The Air Force created a terrific Web Posting Response Assessment – effectively, a Troll Taxonomy Tool & Decision Tree – to aid in selecting a response. (Here is a PDF of a recent version, for your reference.)
It’s a great tool – it distinguishes between several layers of negative responses. There are true “Trolls” (negative purely for the sake of it), but also responders are who “Misguided” (negative based on incorrect info) and “Unhappy” (negative based on a corresponding negative experience).
This simple, one-page chart has been a sanity-saver on a few projects in 2009. It forced my teams to stop a cycle of second-guessing – evaluate, respond if-needed, and move on.
That’s why my thoughts went to the assessment last night, when I received a comment notification on one of my videos. The comment was to the effect of “this dude can’t hit a note.”

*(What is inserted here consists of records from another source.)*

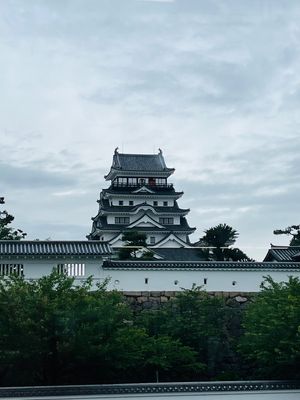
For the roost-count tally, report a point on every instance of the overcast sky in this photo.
(215, 84)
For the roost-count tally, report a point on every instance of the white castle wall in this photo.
(158, 280)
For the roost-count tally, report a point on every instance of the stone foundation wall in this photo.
(154, 300)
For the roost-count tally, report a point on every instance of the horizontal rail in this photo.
(149, 388)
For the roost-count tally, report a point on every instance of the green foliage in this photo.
(219, 238)
(7, 232)
(198, 320)
(55, 332)
(294, 231)
(271, 340)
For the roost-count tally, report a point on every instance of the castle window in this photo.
(161, 181)
(152, 239)
(122, 220)
(132, 181)
(122, 181)
(71, 269)
(12, 269)
(166, 221)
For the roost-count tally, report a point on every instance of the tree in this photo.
(53, 331)
(293, 230)
(198, 320)
(135, 245)
(271, 339)
(7, 232)
(219, 238)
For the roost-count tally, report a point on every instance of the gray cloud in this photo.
(213, 83)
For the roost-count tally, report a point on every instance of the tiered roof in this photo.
(138, 163)
(283, 253)
(73, 248)
(201, 265)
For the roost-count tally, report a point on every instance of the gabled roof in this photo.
(283, 253)
(175, 254)
(138, 163)
(53, 248)
(201, 265)
(107, 208)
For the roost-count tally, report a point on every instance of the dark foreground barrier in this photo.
(148, 388)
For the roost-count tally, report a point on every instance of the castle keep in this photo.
(141, 198)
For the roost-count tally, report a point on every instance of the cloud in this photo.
(214, 84)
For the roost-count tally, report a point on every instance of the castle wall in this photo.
(156, 280)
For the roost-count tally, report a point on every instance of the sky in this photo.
(215, 84)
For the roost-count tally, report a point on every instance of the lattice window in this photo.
(12, 269)
(71, 269)
(166, 221)
(122, 220)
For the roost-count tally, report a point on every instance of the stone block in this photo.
(155, 294)
(132, 294)
(241, 299)
(164, 299)
(142, 299)
(169, 294)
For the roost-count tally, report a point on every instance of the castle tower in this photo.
(140, 198)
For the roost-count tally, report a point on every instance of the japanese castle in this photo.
(140, 198)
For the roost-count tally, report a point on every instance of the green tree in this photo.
(53, 331)
(218, 239)
(6, 231)
(271, 339)
(293, 230)
(198, 320)
(135, 245)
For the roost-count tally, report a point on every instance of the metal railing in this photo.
(148, 388)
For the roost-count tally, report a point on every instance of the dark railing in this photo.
(158, 388)
(154, 185)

I tried to objectively place my responder in the tree. Clearly he had a negative experience listening to me. He’s also misguided, because I’m definitely hitting many notes quite well in the video, and his comment wasn’t subjective.

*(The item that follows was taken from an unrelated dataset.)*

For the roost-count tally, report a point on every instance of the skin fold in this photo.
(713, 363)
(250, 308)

Ultimately, though, he’s just a garden-variety Troll – spreading negativity for some intangible reason it’s impossible to dispute. So, per the Air Force, I’ll monitor it, but won’t respond.
That’s the success of more than my crack Air Force training. Three or more years ago that sort of comment would cripple my confidence. I would probably apologize for his negative experience without ever assuming he was misguided. And I would stop playing the song, probably for months!
Yesterday, he just made me smile. These days I’m a lot bigger than one or ten trollish comments. I sound how I want to sound; if I didn’t, I would have never posted the video.
That’s the same confidence you must have in your brand to make good use of the Air Force tool. If you’re unsure of the product or service you’re offering, every dissent turns into a potentially reasonable complaint.
From there, it’s all apologies, and you’ll be overrun with Trolls.